Can I Help Someone Who is Suicidal?
The "S" Word sparks tough questions.
Posted September 23, 2018
“What can I do for my friend who is suicidal?”
This may not be the exact question our panel was asked after watching The “S” Word , but pretty darn close. The “S” Word , Directed by Lisa Klein, tracks the lives of numerous people who have attempted suicide, including photographer Dese’Rae Stage, creator of Live through This .
I attempted suicide 17 years ago. Watching this film, I felt a strange reunion with people I’d never met. Bits of their stories felt identical to mine.
Many of the people in the film attempted suicide, but lived through it. Like me, they've become advocates for mental health, baring souls and dark moments with the hope it might ease the pain of others. In September (national suicide prevention month), we repeat our stories. The same question consistently surfaces: what can I do for someone who is suicidal?
Suicidologist and psychologist “Doc” April C. Foreman (in the film and on the panel with Vanita Halliburton, founder of the Grant Halliburton Foundation , and me) lamented the lack of research about the causes of suicide, but emphasized that from research we clearly know two things that prevent suicide: 1) connectedness to others and 2) lack of means.
Connectedness is whether a person feels attached to someone or something. That connection inspires life. In my book, Struck by Living , I described this attachment as threads of connection.
Sometimes the weirdest things keep people alive. Back in my suicidal summer of 2001, I didn’t want to kill myself when my sister Jean was visiting me in Santa Fe because I knew she loved Santa Fe and I didn’t want to ruin that experience for her. How convoluted was that? I didn't worry that my death might devastate my sister and my family, but let’s not pollute that impression of Santa Fe! Someone in a suicidal frame of mind is not thinking logically. The mind of a suicidal person develops its own logic, warped, but certain.
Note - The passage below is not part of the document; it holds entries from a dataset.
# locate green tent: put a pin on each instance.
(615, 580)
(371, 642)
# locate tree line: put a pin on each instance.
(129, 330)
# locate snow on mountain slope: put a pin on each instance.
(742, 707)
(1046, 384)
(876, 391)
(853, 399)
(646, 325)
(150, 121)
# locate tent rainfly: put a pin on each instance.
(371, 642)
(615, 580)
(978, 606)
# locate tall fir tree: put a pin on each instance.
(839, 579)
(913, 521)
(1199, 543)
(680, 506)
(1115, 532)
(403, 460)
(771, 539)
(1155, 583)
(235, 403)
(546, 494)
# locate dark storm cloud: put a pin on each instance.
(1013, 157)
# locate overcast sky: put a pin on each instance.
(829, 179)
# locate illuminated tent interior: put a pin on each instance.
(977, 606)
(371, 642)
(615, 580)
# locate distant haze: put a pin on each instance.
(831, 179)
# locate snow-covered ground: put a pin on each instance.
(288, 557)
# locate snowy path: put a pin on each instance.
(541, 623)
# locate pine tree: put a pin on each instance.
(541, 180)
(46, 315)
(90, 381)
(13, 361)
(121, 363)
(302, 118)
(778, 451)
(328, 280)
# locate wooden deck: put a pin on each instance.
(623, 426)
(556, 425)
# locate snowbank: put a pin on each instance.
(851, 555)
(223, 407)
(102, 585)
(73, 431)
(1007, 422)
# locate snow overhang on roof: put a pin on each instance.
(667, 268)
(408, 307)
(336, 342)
The deeper the connections, the harder it is for a person to disconnect. Sometimes that connection can be with a pet, even when connections with people falter.
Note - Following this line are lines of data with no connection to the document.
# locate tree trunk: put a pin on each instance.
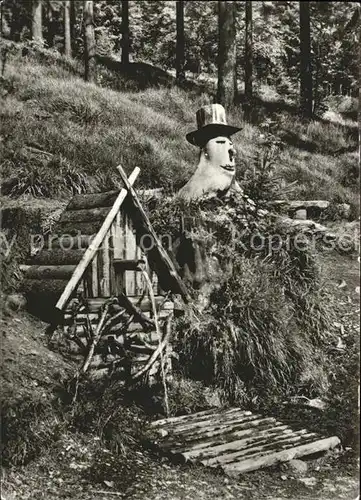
(180, 59)
(248, 69)
(89, 40)
(15, 23)
(73, 33)
(226, 53)
(125, 32)
(37, 24)
(67, 32)
(305, 61)
(50, 26)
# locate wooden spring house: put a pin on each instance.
(100, 248)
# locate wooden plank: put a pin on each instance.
(94, 274)
(105, 288)
(236, 445)
(72, 229)
(139, 280)
(57, 257)
(201, 419)
(282, 456)
(218, 439)
(53, 272)
(94, 304)
(52, 287)
(223, 428)
(131, 248)
(92, 200)
(96, 242)
(84, 215)
(127, 265)
(264, 445)
(77, 242)
(178, 284)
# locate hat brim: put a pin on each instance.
(201, 136)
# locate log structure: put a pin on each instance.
(235, 440)
(96, 250)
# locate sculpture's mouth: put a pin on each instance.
(230, 168)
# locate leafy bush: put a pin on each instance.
(28, 428)
(251, 341)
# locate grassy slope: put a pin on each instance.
(89, 129)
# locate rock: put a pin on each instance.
(297, 467)
(308, 481)
(15, 302)
(300, 214)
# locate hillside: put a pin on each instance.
(60, 135)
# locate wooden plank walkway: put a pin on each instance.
(236, 440)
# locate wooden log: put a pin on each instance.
(50, 272)
(57, 257)
(92, 200)
(126, 265)
(250, 436)
(105, 282)
(94, 304)
(237, 445)
(265, 445)
(84, 215)
(95, 244)
(189, 429)
(50, 287)
(210, 430)
(142, 221)
(196, 417)
(282, 456)
(233, 415)
(76, 242)
(130, 254)
(89, 229)
(94, 275)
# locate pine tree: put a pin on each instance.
(37, 21)
(226, 53)
(180, 49)
(89, 40)
(248, 90)
(67, 29)
(125, 32)
(305, 61)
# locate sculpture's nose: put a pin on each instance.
(232, 153)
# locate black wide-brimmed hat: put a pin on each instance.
(211, 122)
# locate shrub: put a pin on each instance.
(251, 341)
(29, 427)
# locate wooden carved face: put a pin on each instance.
(215, 172)
(220, 152)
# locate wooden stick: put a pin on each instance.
(163, 254)
(154, 356)
(95, 339)
(94, 245)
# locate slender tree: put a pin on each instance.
(89, 40)
(37, 21)
(125, 32)
(51, 25)
(67, 30)
(248, 66)
(180, 46)
(305, 61)
(73, 25)
(227, 78)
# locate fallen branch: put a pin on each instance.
(154, 356)
(139, 316)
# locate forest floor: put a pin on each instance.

In The “S” Word , a military vet made it through his darkest period of his depression because of his dog, Sargent Grunt. He did not credit the dog with his survival, but as we watched him tenderly rub Grunt’s tummy and feed him an ice cream cone, we all assigned Sargent Grunt full credit for his master's survival.
“Access to means” just means get the easy tools for suicide out of the house. The more difficult it is for someone to die by suicide, the less likely it is to happen. Firearms or excess medication left unprotected in a home provide an easy means for death. The more space one can create between the thought of suicide and the action of suicide, the less likely it is to happen. I wrote a Psychology Today article, Can an Obstacle Prevent Suicide? years ago. The answer to this question remains the same and simple. Yes.
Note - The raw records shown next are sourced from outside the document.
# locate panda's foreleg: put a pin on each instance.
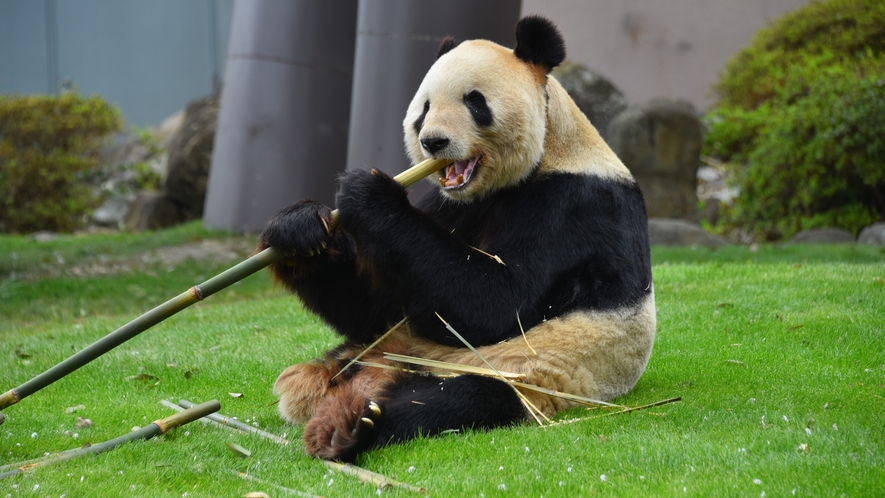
(352, 421)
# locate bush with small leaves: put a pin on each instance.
(47, 144)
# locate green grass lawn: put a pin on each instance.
(778, 355)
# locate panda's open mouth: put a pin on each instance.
(457, 174)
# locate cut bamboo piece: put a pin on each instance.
(367, 476)
(281, 489)
(156, 428)
(234, 423)
(180, 302)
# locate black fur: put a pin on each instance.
(539, 42)
(419, 123)
(447, 44)
(416, 404)
(569, 242)
(479, 109)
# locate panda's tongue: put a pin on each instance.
(459, 172)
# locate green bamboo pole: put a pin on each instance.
(156, 428)
(232, 422)
(180, 302)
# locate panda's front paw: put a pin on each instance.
(341, 432)
(366, 195)
(302, 229)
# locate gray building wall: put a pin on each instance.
(150, 58)
(659, 48)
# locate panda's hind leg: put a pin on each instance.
(350, 422)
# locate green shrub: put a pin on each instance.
(801, 119)
(46, 144)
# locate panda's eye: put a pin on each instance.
(479, 108)
(419, 123)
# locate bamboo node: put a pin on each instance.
(197, 292)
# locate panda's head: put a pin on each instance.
(484, 107)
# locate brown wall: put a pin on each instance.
(659, 48)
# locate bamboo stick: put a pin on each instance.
(284, 490)
(156, 428)
(234, 423)
(178, 303)
(367, 476)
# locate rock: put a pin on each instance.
(190, 153)
(660, 142)
(675, 232)
(152, 211)
(113, 211)
(873, 234)
(597, 97)
(823, 236)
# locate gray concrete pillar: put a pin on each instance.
(283, 121)
(397, 42)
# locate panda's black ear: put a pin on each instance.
(539, 42)
(447, 44)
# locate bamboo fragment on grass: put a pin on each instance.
(371, 346)
(234, 423)
(180, 302)
(156, 428)
(277, 487)
(367, 476)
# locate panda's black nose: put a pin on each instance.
(434, 145)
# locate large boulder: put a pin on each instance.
(823, 236)
(190, 153)
(596, 96)
(660, 142)
(873, 234)
(152, 211)
(670, 232)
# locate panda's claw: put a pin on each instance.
(375, 409)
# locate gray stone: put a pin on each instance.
(675, 232)
(152, 211)
(660, 142)
(873, 234)
(823, 236)
(596, 96)
(190, 153)
(113, 211)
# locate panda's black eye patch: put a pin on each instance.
(419, 123)
(479, 108)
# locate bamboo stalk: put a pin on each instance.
(178, 303)
(367, 476)
(288, 491)
(156, 428)
(234, 423)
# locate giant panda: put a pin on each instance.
(568, 303)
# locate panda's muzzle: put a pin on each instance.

Although research is in its early stages, I do believe the best obstacle to suicide is early intervention and good treatment for mental health care. Our family foundation has invested in a longitudinal study for the Center for Depression Research and Clinical Care at UT Southwestern . If we have the equivalent of a mammogram for mental health, we can identify and treat problems when they are small and manageable, long before suicide is an option.
The data is accumulating. With 40,000 patients screened and now 26 high schools participating, this study may shape mental health care in the future.
Seventeen years ago, my life was saved by luck and a well-ventilated garage. Luck is a flimsy mental health strategy. I've invested time and money in improving tools for physicians so that caring for mental illness can be based less on luck, and more on providing the right treatment for the right person. These efforts may take years to show results, but they are critical investments.
In the meantime, human contact is the most powerful antidote to the suicidal urge. Like the people in The "S" Word , I've shared my story in the hopes that someone else might gain that nugget of inspiration to keep living. Those who are suicidal need to know that they are not alone.
What would I say to someone who is suicidal? I'd let the person know that at one point I felt hopeless too and share this story.
As I sat in the garage in Sept of 2001, my crystal ball looked bleak. It told me my family and friends would be better off without me. But that ball was wrong, dead wrong. My kids were 5 and 7 back then. Imagine their lives with a single parent. Luckily, I stuck around long enough to experience a future far brighter than I could have ever imagined. My life has included travel, adventure, marathons, lots of theater, laughter, but most importantly my husband and I have watched our daughter and son grow into people we admire, now 22 and 24.
My crystal ball failed to convey that most important message. Maybe, just maybe your friend’s future holds something no one can imagine. But here's the catch. Your friend can only know the future if that future is lived.
Human connection is a potent elixir. Take a walk with your friend, give a hug, send a card or a silly text. One friend of mine kept me alive by painting a rock (which now is the cover of my book). The threads of connection gain resilience with the smallest of human acts.